Percebi estar entre pessoas comuns e recuperei a calma. No meio da comunidade avistei um carro de autoescola, dois taxis, igreja evangélica e farmácia. Passei a me sentir em casa. O que oferecemos a crianças e adolescentes faveladas? Nada. Absolutamente nada. Conseguirão, um dia, encontrar trabalho decente ou engrossarão as fileiras de subempregados e desempregados? Quando a falta de trabalho é a tragédia dos nossos tempos, que destino aguarda analfabetos, semialfabetizados, profissionalmente desqualificados? Como responderão às necessidades da economia informatizada e globalizada? A legislação trabalhista é excludente de menores e idosos. Exigências insensatas empurram jovens acima de 14 anos à ociosidade. Notícias diárias de jornais, rádios e televisões, mostram que a muitos não se apresentaram alternativas além do crime.
O problema da favela é municipal. Estado e União devem ajudar na busca de soluções, mas medidas imediatas e objetivas, como moradia, educação, transporte, emprego, segurança, dependem de enérgica e pronta intervenção dos poderes municipais. A esperada e jamais concretizada reforma trabalhista deveria contemplar a questão do favelado, cuja família necessita que encontre emprego, mas não o consegue por barreiras legais asnáticas.

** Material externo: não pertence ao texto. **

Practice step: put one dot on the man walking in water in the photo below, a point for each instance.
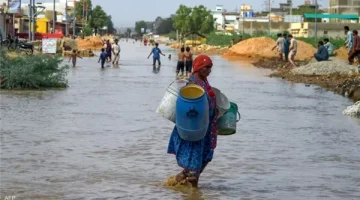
(108, 50)
(156, 54)
(116, 51)
(280, 42)
(293, 50)
(349, 39)
(188, 61)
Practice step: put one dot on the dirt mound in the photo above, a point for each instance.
(262, 48)
(91, 42)
(342, 53)
(333, 66)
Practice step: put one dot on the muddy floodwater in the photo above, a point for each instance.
(101, 138)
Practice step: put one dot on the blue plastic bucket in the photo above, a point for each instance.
(192, 113)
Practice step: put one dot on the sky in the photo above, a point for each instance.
(126, 12)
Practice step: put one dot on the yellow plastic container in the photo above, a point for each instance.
(192, 91)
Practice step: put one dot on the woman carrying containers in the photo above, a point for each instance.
(194, 156)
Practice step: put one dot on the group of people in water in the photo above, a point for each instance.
(107, 51)
(287, 45)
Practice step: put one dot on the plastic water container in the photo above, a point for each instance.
(227, 123)
(222, 102)
(167, 107)
(192, 113)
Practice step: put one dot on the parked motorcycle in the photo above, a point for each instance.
(21, 46)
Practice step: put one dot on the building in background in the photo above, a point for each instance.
(284, 9)
(217, 14)
(344, 7)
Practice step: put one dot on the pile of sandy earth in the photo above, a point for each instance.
(261, 47)
(91, 42)
(332, 66)
(342, 53)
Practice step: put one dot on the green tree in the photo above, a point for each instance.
(139, 25)
(128, 32)
(202, 20)
(99, 18)
(182, 19)
(164, 26)
(198, 19)
(83, 8)
(306, 10)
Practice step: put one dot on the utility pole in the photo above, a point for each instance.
(34, 22)
(269, 18)
(316, 10)
(74, 26)
(66, 20)
(83, 16)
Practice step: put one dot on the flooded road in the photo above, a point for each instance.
(101, 137)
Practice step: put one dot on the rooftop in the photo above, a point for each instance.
(333, 16)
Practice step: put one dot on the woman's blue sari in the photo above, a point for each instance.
(194, 156)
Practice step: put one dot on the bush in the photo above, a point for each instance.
(31, 72)
(171, 35)
(221, 39)
(337, 42)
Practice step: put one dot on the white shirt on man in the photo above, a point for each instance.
(116, 48)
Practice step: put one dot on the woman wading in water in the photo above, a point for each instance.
(194, 156)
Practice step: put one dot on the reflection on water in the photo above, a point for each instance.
(101, 137)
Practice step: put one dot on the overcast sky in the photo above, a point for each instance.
(126, 12)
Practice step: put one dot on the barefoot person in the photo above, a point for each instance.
(322, 54)
(156, 55)
(293, 50)
(280, 43)
(194, 156)
(286, 47)
(108, 50)
(355, 51)
(188, 61)
(349, 39)
(116, 51)
(102, 58)
(73, 57)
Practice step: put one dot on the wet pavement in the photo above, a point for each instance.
(101, 137)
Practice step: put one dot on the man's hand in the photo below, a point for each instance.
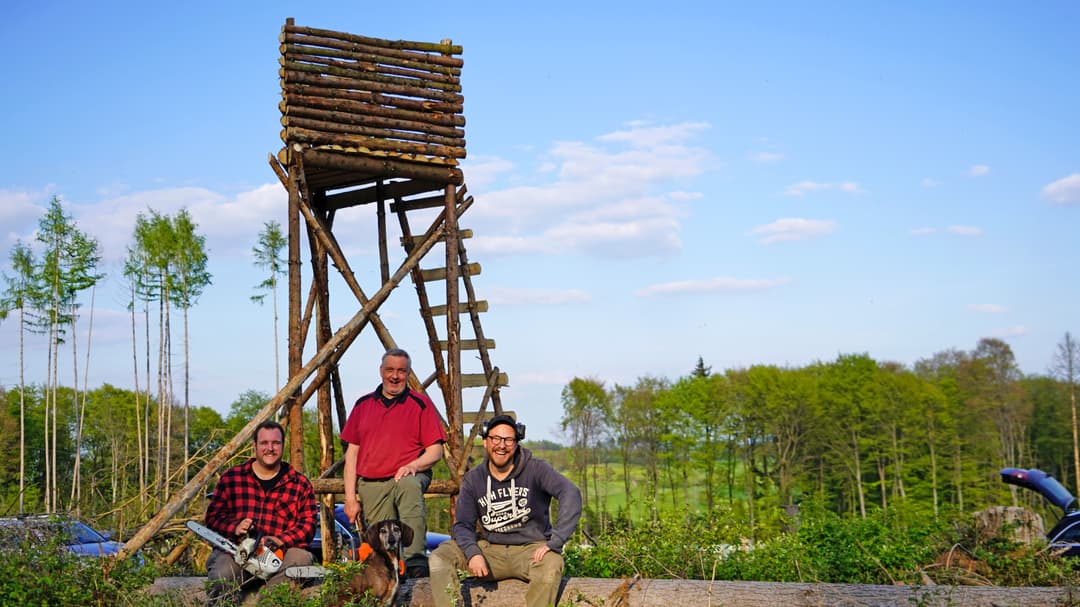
(271, 542)
(477, 566)
(244, 526)
(538, 554)
(406, 470)
(351, 509)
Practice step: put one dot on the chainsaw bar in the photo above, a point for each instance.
(215, 539)
(307, 571)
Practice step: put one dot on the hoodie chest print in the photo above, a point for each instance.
(504, 508)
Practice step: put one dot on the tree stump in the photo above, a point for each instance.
(1016, 524)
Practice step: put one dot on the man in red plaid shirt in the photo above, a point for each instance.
(267, 498)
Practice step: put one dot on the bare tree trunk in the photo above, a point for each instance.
(22, 410)
(145, 464)
(932, 442)
(75, 408)
(76, 476)
(859, 475)
(159, 464)
(187, 395)
(169, 400)
(138, 413)
(277, 344)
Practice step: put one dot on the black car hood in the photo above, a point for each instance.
(1042, 484)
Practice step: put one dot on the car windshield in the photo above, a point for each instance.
(1057, 494)
(82, 534)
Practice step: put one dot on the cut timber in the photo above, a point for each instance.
(412, 241)
(474, 417)
(440, 273)
(462, 308)
(372, 193)
(480, 380)
(439, 486)
(469, 344)
(701, 593)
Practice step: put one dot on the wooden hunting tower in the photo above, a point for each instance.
(369, 123)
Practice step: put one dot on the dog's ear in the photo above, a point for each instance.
(406, 534)
(372, 536)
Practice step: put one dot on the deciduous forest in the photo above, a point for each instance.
(853, 434)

“Brasil, terra de contrastes….Contrastes geográficos, contrastes econômicos, contrastes sociais”, escreveu Roger Bastide no prefácio do livro traduzido por Maria Isaura Pereira de Queiroz, editado em 1959 pela Difusão Européia do Livro. Vivesse Roger Bastide e visitasse Rio de Janeiro, São Paulo, Recife, Brasília, Belém, Rio Branco, Manaus, Porto Alegre, diria que o Brasil de hoje ficou pior do que o Brasil do passado..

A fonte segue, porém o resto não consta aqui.